Ideally, doctors should present a range of treatment options, from aggressive hospital care to comfort-driven hospice care, say advocates fighting to improve the dying experience for Americans.
All 50 state legislatures have enacted laws that allow people to make decisions about their medical care before they become too ill to communicate their wishes. The state of Michigan recognizes medical power of attorney — which allows a patient to appoint someone else to make medical care decisions.
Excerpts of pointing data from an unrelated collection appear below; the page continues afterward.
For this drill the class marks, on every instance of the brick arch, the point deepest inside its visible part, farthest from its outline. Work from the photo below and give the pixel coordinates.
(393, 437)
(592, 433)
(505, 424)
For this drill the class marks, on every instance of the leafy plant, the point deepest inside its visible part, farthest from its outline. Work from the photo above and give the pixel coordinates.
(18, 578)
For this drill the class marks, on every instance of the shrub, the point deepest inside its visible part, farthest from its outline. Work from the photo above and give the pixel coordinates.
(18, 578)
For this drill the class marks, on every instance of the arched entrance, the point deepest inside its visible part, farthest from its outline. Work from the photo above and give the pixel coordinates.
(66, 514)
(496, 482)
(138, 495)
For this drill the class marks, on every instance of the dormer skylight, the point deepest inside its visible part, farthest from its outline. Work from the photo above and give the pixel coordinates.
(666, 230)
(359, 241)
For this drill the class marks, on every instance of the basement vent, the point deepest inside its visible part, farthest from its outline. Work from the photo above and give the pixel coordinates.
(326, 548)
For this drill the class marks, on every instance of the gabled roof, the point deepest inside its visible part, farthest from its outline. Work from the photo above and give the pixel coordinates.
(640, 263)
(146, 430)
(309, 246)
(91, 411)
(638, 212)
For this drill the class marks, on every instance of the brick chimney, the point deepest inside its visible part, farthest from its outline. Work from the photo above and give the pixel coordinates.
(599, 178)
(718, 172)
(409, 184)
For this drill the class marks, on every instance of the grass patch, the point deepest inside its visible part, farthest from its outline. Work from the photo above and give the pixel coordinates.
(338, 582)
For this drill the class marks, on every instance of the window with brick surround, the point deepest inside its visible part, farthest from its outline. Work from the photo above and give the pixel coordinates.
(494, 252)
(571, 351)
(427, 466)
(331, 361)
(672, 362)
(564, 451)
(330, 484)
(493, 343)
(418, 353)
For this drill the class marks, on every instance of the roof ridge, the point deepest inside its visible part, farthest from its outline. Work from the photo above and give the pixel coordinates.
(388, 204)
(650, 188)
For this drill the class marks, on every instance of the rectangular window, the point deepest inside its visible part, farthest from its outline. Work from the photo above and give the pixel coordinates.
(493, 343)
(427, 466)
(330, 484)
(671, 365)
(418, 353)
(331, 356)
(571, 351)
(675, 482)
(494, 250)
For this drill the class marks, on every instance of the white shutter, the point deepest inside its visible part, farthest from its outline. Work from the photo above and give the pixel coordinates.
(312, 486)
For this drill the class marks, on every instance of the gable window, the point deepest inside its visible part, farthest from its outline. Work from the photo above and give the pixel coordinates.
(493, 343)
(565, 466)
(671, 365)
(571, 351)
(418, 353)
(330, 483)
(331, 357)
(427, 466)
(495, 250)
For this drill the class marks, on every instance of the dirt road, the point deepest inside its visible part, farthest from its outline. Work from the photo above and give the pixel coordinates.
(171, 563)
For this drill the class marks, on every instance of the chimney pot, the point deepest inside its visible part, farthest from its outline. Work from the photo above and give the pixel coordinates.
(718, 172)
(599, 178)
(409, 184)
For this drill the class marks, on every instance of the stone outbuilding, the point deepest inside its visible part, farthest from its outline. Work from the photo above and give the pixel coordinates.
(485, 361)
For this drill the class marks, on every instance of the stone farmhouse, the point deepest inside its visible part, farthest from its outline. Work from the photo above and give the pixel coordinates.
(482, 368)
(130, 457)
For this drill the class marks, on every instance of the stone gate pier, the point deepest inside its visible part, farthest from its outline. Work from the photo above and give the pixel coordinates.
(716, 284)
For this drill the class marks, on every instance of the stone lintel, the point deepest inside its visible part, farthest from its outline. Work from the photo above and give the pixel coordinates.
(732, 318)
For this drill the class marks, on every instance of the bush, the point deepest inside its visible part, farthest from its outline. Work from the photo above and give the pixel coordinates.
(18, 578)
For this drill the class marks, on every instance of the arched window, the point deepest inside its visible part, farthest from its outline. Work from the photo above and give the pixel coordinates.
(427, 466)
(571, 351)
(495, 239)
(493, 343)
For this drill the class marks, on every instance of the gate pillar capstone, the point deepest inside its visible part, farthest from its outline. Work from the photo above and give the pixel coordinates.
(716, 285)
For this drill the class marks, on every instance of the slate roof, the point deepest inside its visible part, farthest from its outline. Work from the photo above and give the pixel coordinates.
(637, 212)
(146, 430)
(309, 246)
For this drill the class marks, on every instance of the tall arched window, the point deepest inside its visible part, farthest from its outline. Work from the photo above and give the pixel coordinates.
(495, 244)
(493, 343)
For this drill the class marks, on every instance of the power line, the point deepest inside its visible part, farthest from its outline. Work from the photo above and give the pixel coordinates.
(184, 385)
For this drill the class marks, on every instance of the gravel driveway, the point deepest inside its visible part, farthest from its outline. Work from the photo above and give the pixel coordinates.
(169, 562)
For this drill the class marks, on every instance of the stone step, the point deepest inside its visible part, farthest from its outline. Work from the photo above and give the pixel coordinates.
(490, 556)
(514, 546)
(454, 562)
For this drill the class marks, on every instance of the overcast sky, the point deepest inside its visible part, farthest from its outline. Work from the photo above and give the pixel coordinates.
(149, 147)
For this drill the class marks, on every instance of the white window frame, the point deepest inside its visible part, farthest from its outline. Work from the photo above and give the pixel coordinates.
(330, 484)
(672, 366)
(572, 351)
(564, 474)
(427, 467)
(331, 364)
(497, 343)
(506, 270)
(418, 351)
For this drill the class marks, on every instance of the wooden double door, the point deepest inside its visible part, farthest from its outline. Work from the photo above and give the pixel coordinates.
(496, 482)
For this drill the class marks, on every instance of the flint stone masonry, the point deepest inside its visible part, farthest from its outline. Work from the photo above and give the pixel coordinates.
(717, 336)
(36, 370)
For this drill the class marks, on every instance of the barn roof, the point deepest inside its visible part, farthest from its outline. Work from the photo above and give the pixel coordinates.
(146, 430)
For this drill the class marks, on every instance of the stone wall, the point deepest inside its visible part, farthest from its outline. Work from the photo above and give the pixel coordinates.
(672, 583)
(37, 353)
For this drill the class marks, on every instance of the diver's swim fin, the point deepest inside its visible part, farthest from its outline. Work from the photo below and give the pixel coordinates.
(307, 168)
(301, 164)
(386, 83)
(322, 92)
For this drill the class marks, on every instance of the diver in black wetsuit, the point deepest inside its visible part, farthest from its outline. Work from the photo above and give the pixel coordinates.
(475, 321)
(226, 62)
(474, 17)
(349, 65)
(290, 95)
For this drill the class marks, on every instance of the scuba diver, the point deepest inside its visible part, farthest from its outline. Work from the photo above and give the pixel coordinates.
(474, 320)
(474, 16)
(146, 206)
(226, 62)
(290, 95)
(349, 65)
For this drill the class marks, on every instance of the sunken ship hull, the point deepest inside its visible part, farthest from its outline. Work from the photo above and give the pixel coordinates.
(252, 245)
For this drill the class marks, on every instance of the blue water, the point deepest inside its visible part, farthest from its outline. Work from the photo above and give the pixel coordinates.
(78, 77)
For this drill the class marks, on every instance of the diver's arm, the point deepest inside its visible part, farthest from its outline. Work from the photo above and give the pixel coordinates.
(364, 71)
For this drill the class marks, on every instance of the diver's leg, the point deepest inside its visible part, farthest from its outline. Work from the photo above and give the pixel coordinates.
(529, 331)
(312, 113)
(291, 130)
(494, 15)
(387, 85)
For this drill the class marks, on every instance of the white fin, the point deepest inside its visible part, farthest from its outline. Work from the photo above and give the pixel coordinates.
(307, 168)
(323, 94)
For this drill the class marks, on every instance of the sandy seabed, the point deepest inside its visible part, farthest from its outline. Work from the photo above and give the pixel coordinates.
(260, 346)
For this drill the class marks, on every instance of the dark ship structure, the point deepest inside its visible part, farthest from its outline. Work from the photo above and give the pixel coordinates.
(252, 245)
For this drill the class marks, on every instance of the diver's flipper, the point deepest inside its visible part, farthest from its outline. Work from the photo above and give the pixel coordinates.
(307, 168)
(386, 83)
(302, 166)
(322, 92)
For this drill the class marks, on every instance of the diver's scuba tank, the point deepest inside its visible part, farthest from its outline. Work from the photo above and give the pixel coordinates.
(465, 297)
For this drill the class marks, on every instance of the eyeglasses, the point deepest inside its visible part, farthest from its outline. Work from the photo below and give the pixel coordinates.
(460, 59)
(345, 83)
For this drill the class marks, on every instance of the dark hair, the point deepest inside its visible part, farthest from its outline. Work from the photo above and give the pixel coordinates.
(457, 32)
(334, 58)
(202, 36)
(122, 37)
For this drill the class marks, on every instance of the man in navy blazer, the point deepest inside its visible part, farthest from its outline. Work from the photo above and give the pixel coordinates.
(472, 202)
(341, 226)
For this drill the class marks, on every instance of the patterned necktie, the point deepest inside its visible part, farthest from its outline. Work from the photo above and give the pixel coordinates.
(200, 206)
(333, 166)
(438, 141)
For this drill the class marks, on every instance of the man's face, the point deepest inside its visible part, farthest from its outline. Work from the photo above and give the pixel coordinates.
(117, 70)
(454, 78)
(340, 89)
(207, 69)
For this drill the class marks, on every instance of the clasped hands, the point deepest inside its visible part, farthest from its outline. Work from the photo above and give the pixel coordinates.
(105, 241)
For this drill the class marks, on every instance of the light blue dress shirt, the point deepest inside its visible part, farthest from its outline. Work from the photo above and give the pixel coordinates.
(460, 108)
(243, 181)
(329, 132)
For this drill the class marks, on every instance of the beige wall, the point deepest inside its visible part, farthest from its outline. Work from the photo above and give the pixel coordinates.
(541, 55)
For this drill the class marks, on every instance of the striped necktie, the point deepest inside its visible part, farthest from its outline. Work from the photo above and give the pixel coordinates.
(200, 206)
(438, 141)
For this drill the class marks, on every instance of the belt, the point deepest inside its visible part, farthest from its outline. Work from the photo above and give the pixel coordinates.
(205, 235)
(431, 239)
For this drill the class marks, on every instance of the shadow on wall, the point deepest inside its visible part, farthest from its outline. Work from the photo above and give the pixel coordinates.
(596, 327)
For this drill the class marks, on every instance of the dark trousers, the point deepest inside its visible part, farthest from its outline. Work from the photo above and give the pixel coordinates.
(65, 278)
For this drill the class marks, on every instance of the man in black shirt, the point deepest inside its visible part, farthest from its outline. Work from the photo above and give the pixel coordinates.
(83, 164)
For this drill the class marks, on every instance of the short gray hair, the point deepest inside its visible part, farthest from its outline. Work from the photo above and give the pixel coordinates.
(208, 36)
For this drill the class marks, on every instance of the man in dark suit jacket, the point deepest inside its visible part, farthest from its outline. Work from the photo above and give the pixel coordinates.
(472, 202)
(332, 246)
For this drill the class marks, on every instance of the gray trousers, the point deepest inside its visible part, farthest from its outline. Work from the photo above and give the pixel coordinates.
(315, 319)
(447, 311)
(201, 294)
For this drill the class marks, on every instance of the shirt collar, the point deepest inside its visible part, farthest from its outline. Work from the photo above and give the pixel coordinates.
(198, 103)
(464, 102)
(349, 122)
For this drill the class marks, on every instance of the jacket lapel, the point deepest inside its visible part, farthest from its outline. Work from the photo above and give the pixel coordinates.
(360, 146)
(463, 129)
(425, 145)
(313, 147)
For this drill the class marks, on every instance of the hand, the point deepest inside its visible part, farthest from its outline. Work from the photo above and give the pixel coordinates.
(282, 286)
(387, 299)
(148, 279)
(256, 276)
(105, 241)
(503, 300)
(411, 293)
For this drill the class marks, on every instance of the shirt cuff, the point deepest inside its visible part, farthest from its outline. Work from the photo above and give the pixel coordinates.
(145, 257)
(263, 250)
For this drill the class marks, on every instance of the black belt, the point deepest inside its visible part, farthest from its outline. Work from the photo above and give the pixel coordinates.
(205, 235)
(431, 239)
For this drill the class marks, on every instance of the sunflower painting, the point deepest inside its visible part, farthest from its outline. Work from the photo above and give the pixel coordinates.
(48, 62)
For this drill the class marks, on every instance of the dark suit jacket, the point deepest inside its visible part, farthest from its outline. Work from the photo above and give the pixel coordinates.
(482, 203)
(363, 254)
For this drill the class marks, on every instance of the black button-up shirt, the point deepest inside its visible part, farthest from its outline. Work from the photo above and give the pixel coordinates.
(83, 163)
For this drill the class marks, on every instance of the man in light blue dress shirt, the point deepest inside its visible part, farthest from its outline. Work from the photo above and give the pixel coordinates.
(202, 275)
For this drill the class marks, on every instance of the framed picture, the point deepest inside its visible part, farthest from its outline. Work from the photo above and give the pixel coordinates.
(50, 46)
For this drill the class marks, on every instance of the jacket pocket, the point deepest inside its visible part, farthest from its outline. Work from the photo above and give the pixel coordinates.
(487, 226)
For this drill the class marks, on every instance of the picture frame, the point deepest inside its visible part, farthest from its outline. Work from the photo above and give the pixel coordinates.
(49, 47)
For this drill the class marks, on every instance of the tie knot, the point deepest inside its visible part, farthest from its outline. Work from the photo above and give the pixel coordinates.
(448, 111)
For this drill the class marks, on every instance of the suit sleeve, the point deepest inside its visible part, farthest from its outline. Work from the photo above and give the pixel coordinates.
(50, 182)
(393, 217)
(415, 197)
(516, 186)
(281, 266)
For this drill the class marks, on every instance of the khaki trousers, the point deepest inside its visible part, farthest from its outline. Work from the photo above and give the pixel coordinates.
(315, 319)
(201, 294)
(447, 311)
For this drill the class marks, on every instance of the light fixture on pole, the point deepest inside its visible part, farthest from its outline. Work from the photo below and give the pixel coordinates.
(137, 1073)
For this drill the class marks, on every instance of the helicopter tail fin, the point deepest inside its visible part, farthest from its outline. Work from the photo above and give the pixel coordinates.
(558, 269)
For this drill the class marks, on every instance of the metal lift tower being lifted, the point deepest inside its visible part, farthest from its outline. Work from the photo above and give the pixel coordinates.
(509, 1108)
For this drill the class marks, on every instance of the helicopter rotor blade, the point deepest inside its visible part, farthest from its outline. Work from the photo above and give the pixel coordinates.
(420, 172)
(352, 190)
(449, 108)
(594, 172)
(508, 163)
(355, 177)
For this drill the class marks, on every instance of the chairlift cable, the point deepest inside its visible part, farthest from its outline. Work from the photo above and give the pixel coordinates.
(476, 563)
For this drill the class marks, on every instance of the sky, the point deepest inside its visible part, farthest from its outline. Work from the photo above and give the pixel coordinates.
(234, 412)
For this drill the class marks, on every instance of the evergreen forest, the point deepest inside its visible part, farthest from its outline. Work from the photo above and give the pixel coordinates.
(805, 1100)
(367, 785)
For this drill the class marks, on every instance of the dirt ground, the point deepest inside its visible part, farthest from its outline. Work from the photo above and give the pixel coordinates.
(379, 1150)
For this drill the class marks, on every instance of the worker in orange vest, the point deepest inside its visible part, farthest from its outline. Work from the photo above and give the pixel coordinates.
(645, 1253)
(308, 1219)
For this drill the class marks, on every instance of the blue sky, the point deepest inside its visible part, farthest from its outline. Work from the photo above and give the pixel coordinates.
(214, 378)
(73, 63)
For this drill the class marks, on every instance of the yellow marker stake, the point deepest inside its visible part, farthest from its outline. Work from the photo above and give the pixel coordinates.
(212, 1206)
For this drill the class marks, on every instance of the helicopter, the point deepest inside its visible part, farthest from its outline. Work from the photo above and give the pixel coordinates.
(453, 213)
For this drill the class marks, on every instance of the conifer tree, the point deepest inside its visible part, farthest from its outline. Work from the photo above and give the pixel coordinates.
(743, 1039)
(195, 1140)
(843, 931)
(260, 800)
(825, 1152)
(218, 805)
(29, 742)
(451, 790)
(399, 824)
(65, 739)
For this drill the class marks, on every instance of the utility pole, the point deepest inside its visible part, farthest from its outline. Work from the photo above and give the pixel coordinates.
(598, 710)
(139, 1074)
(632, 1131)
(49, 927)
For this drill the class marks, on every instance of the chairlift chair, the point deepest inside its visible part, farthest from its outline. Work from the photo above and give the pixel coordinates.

Michigan courts do not recognize living wills, which allow patients to write down the type of treatment they want. Doctors and family members often use them to guide end-of-life decisions. However, patients who do not legally appoint someone else to make medical decisions can run into problems if they cannot communicate and family members disagree about what to do.
Problems can also arise if, for example, an elderly nursing home patient is rushed to a hospital in respiratory distress and emergency room doctors aren’t aware of their wishes.
Doctors can make these decisions even tougher because many remain reluctant to tell patients and their families that death is imminent and create false hopes that last-ditch treatments could work, said Dr. Robert Frank, associate dean of academic and student programs at Wayne State University’s School of Medicine.
In one study, Michigan State University researchers found that almost half of physicians didn’t report survival chances to cancer patients unless the patient asked for them because they wanted to preserve the patient’s hope.
“Most doctors think, ‘I didn’t come to medical school to give up,’ ” said Frank, who introduced hospice and end-of-life care to Wayne State’s curriculum. “They came to medical school to sew up holes in kids’ hearts so they can go back to jumping rope, or some variation of that scenario.”
That often leaves patients only days away from their last breath — and sometimes even unconscious — before they and their families realize the end is near.
“Nobody wants to talk about dying until they’re doing it,” said Meg Campbell, a nurse who runs a consultation service for dying patients at Detroit Receiving Hospital. “And (medical professionals) don’t really know that much about dying. Add that up, and it’s easier to stick a tube into somebody than sit down and tell them they’re nearing the end of their life.”
That’s what happened to Shirley Palmer. At age 63, she was a tough and stubborn woman who loved music and hated hospitals.
After a diagnosis of breast cancer and a mastectomy in 2002, she moved from her home in Battle Creek to Detroit to live with her daughter, Monique Roper.
A week later, Palmer’s health took another turn for the worse. Her daughter rushed her to the hospital once again. Doctors performed a barrage of tests while she slipped in and out of consciousness. They found kidney failure, emphysema and a heart condition. After 10 days in the intensive care unit, Palmer’s daughter took her home.
No one mentioned that Palmer’s conditions could be life-threatening, Roper said.
“They said she was really sick, but I just didn’t know how sick she was,” she said.
Two weeks later, Palmer lost consciousness again. An ambulance rushed her to another hospital, where doctors performed more tests and sent her home again — this time referring her to hospice care.
“They didn’t tell me, when she goes home, she’s going to pass away,” said Roper, who had never heard of hospice care. “The first person who mentioned the word ‘dying’ was the hospice nurse.”
Palmer died less than two days later.
For Roper, her mother’s death was sudden and shocking, even though Palmer’s health has been in decline for months.
“I’m so thankful for those last days at home because my mother would not have wanted to die in a hospital,” she said. “I just wish I had more time to let it sink in. I had to grasp everything all at once.”